Ben Bales writes:
I saw a presentation from Costa Huang (a graduate researcher working in reinforcement learning) who had some material which I thought would be interesting for the blog. (Full disclosure: Costa and I work at the same company.)
Apparently it can be a bit tricky to reproduce results in reinforcement learning even when code is shared because there’s lots and lots of extra details embedded in the code that aren’t always totally explained in words.
It all just sounded similar to MCMC-land by analogy — a billion tricks floating around, some things work in some places, some things make implementation simpler, some things make models more general, some defaults just seem to work weirdly well — hard to keep track of it all!

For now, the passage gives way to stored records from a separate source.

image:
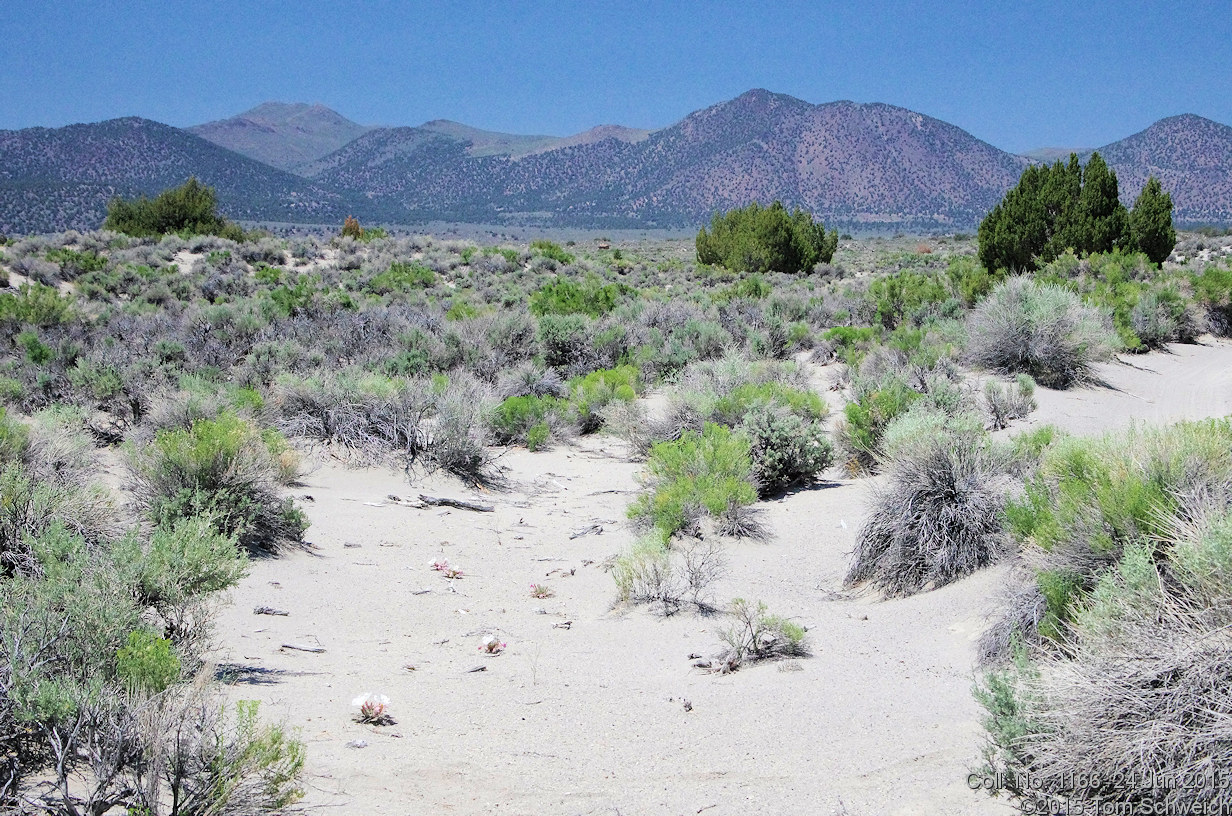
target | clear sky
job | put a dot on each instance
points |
(1018, 74)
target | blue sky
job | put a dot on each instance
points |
(1017, 74)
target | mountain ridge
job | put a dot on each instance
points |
(863, 165)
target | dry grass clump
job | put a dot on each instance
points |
(1119, 693)
(1040, 329)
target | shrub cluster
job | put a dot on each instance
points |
(187, 210)
(1121, 636)
(764, 239)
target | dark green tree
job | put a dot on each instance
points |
(1151, 231)
(191, 208)
(1053, 210)
(1104, 223)
(1017, 229)
(763, 239)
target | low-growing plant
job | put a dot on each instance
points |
(936, 518)
(786, 449)
(567, 296)
(594, 392)
(1044, 330)
(223, 469)
(518, 418)
(1005, 403)
(669, 579)
(757, 635)
(551, 249)
(402, 277)
(697, 476)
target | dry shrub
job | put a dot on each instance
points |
(1040, 329)
(755, 635)
(936, 518)
(669, 579)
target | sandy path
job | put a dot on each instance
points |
(591, 719)
(1185, 382)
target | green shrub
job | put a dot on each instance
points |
(35, 305)
(1212, 291)
(223, 469)
(74, 264)
(516, 418)
(551, 249)
(971, 281)
(906, 296)
(1163, 316)
(402, 277)
(731, 408)
(147, 663)
(566, 296)
(865, 420)
(564, 339)
(748, 289)
(757, 635)
(706, 473)
(187, 210)
(764, 239)
(595, 391)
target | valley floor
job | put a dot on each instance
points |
(591, 718)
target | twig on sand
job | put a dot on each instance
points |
(433, 501)
(314, 650)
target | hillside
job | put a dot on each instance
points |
(1193, 159)
(285, 136)
(63, 178)
(866, 167)
(853, 164)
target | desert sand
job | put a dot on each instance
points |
(591, 716)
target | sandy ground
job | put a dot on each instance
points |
(591, 718)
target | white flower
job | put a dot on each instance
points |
(378, 699)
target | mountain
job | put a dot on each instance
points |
(1193, 159)
(871, 165)
(855, 165)
(285, 136)
(489, 142)
(63, 178)
(1047, 155)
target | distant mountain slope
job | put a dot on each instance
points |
(1193, 159)
(489, 142)
(285, 136)
(1053, 154)
(853, 164)
(63, 178)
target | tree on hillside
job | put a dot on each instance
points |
(1151, 222)
(763, 239)
(1103, 218)
(1053, 210)
(191, 208)
(1072, 207)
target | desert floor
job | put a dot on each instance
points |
(590, 718)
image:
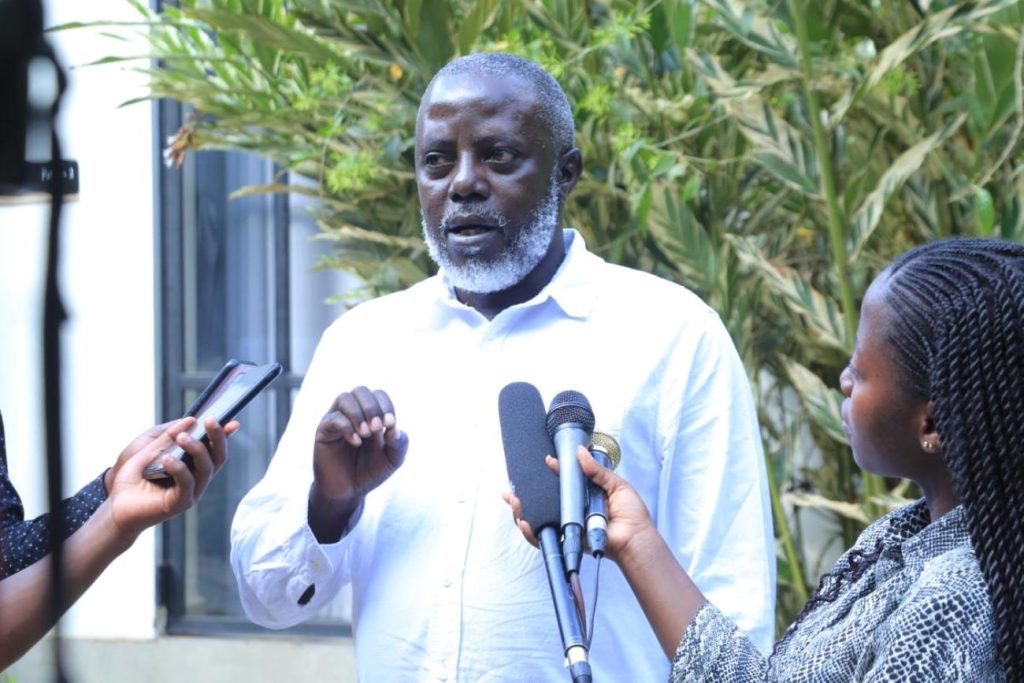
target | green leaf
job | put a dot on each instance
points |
(820, 402)
(984, 211)
(869, 213)
(268, 33)
(816, 502)
(940, 26)
(434, 39)
(820, 313)
(477, 17)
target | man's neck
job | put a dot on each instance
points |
(492, 303)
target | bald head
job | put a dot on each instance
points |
(550, 102)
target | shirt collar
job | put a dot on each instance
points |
(571, 288)
(918, 538)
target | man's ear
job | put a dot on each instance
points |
(568, 171)
(928, 433)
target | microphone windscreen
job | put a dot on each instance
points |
(569, 408)
(607, 444)
(524, 436)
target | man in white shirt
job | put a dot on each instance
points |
(444, 587)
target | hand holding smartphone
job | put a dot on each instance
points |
(230, 390)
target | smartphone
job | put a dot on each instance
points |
(230, 390)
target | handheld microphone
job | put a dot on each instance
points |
(525, 439)
(570, 422)
(605, 451)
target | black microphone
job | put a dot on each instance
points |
(605, 451)
(570, 421)
(525, 439)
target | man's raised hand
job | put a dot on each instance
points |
(357, 446)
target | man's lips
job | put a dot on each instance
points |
(469, 227)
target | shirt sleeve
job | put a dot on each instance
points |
(283, 572)
(714, 649)
(26, 542)
(714, 508)
(943, 629)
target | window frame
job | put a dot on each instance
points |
(174, 382)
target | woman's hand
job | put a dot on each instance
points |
(137, 503)
(628, 516)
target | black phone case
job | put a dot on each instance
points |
(155, 470)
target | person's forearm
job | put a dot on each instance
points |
(26, 598)
(329, 517)
(667, 595)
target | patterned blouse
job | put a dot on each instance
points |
(920, 613)
(24, 543)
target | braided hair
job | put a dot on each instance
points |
(957, 335)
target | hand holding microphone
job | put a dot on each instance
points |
(605, 451)
(535, 500)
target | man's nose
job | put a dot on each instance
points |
(469, 182)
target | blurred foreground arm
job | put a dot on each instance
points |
(134, 505)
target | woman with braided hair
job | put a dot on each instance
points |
(932, 591)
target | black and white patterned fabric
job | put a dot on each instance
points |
(920, 613)
(24, 543)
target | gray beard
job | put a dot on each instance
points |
(513, 264)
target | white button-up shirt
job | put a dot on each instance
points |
(444, 586)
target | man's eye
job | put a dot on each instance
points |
(502, 156)
(434, 159)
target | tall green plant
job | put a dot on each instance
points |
(773, 157)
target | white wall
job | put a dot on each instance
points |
(108, 280)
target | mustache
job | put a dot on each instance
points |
(474, 210)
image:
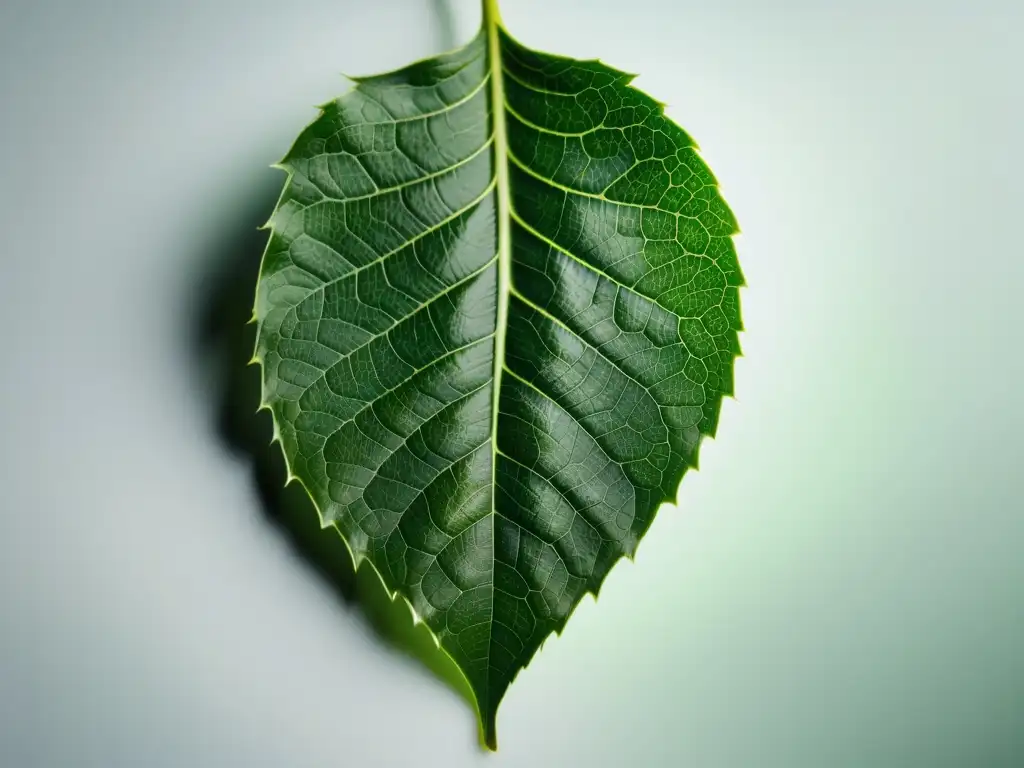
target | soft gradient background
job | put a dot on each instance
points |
(843, 582)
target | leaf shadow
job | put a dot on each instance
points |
(221, 341)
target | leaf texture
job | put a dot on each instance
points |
(498, 310)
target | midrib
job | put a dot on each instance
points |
(492, 19)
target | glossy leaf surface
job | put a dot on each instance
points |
(497, 312)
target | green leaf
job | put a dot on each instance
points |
(498, 310)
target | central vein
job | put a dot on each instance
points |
(492, 20)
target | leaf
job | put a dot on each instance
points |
(498, 310)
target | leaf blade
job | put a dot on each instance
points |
(498, 311)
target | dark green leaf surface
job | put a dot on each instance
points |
(497, 312)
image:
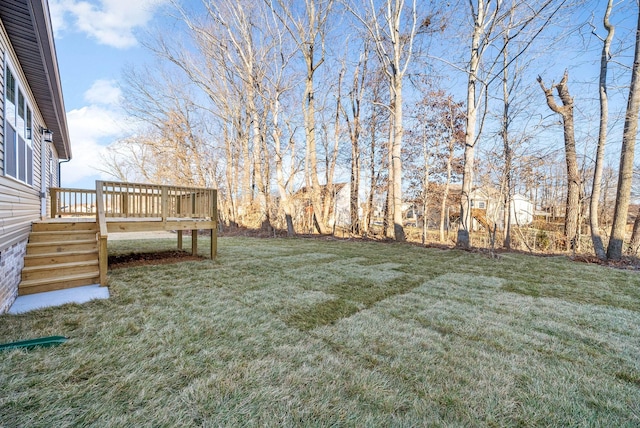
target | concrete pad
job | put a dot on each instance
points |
(48, 299)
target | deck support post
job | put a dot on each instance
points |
(214, 217)
(103, 259)
(194, 242)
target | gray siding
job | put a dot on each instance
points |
(19, 202)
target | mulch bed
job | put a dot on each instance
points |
(155, 258)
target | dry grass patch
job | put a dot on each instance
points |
(298, 332)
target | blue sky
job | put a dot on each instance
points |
(95, 39)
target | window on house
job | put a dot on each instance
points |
(18, 131)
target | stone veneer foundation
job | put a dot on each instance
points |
(11, 264)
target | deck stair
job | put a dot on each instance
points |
(60, 255)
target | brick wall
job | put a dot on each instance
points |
(11, 263)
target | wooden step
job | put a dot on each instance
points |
(62, 235)
(59, 270)
(55, 258)
(48, 284)
(45, 226)
(61, 247)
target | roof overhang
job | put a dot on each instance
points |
(28, 26)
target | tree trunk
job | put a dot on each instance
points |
(445, 194)
(634, 245)
(618, 229)
(396, 159)
(573, 174)
(464, 239)
(310, 134)
(598, 246)
(284, 197)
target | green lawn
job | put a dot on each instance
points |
(299, 332)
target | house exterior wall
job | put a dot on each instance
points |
(20, 203)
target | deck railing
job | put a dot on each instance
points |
(72, 202)
(117, 200)
(126, 200)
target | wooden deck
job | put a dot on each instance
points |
(70, 248)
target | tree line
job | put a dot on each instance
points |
(409, 105)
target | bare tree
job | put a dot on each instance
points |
(393, 40)
(574, 181)
(598, 246)
(308, 27)
(354, 126)
(487, 16)
(623, 196)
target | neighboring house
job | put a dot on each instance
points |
(33, 131)
(487, 209)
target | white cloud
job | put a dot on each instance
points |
(91, 128)
(103, 92)
(110, 22)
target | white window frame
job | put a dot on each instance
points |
(26, 167)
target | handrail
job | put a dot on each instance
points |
(154, 200)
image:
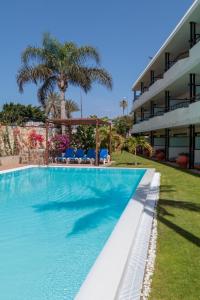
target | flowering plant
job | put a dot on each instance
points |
(59, 143)
(34, 139)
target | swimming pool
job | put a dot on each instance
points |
(53, 224)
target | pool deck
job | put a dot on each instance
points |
(118, 271)
(11, 166)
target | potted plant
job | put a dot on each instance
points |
(160, 154)
(182, 160)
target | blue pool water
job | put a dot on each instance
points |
(53, 224)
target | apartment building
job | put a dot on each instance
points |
(166, 101)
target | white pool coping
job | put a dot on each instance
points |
(106, 279)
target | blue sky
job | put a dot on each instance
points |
(125, 32)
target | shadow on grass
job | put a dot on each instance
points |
(184, 233)
(167, 164)
(162, 213)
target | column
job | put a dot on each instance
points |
(191, 146)
(192, 86)
(167, 61)
(192, 34)
(151, 139)
(167, 101)
(152, 77)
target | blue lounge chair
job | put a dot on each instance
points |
(79, 155)
(90, 156)
(69, 155)
(104, 156)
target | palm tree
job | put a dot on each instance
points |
(132, 143)
(70, 107)
(59, 65)
(52, 105)
(124, 104)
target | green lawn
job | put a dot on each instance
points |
(177, 270)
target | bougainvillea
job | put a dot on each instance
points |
(35, 140)
(59, 143)
(16, 142)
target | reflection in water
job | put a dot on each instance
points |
(53, 224)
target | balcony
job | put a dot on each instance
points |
(178, 116)
(182, 67)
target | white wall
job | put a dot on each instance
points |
(179, 69)
(175, 151)
(179, 117)
(197, 156)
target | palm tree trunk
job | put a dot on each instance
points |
(63, 112)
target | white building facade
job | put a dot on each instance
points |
(166, 101)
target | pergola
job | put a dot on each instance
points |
(79, 121)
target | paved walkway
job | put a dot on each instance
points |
(10, 166)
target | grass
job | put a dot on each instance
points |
(177, 269)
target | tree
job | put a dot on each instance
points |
(133, 143)
(84, 137)
(123, 124)
(71, 106)
(19, 114)
(52, 105)
(59, 65)
(117, 141)
(123, 104)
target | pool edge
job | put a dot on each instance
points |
(106, 275)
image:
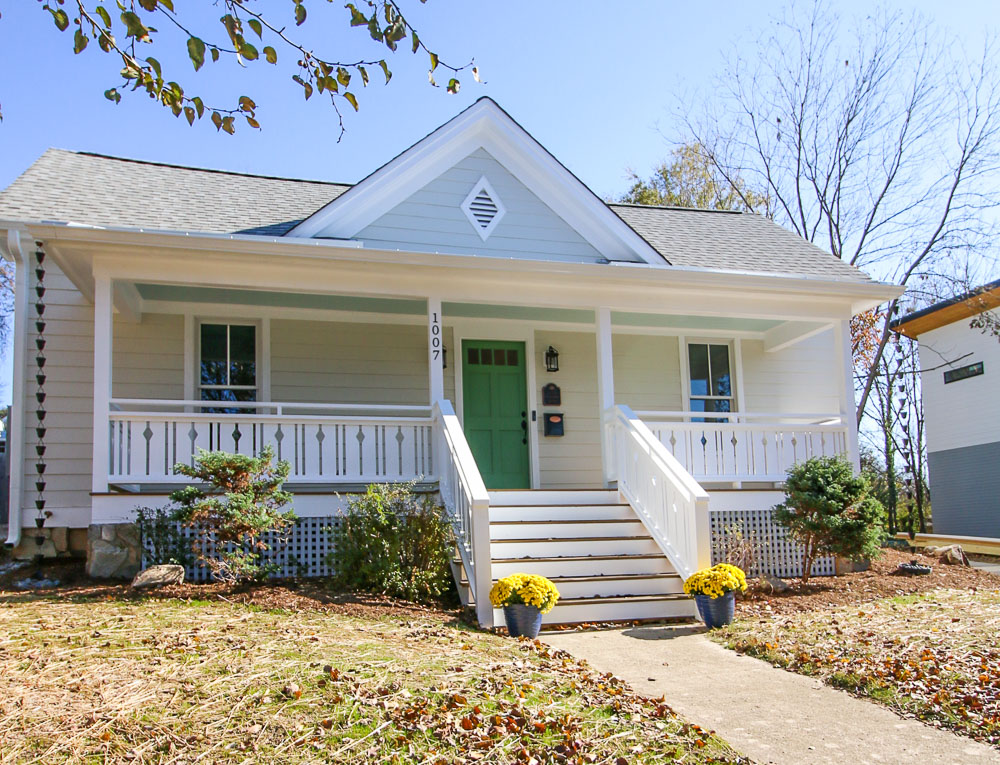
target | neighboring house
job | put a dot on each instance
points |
(960, 385)
(410, 327)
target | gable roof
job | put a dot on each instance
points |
(99, 190)
(484, 125)
(964, 306)
(734, 241)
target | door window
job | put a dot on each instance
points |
(711, 380)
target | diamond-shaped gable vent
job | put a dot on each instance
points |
(483, 208)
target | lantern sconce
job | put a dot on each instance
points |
(551, 360)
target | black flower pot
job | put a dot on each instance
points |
(522, 620)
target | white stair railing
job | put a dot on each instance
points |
(468, 503)
(668, 500)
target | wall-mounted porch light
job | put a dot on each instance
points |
(551, 360)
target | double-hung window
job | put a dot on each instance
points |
(711, 386)
(228, 368)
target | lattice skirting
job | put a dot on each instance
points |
(299, 551)
(772, 551)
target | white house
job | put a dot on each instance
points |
(961, 397)
(410, 327)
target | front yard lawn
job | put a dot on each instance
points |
(169, 680)
(933, 655)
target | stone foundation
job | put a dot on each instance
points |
(113, 551)
(60, 542)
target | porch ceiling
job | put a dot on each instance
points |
(225, 296)
(171, 293)
(629, 319)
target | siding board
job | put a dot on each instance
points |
(432, 220)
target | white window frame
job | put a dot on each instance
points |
(259, 331)
(734, 362)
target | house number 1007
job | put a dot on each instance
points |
(435, 336)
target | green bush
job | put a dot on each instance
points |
(243, 501)
(166, 544)
(389, 541)
(830, 511)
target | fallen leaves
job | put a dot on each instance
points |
(913, 653)
(173, 681)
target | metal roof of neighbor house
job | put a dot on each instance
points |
(93, 189)
(964, 306)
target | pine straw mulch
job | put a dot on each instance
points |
(165, 680)
(927, 653)
(881, 581)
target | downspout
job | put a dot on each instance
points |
(12, 250)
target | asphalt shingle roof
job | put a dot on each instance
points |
(732, 241)
(107, 191)
(93, 189)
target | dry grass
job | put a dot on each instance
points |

Here is a blog they worked on to document and add citations for all these tips-n-tricks/implementation-details that go into getting the PPO (proximal policy optimization) reinforcement learning algorithm working well.
There’s a Github repo that goes along with this that includes 1-file implementations of a lot of these algorithms. If you click through the files here you can navigate through the details of a variety of different RL algorithms. If you go to that repository’s main page it has a bunch of info for how to use this code — the implementation files are interesting to look at themselves tho).
Anyway, implementation details! Often frustrating if you need to figure them out to get something working, but kinda interesting when someone else has done the work of cleanly documenting them!
I don’t know anything about this, but, yeah, it’s great to get all the steps that are needed to get these algorithms to run.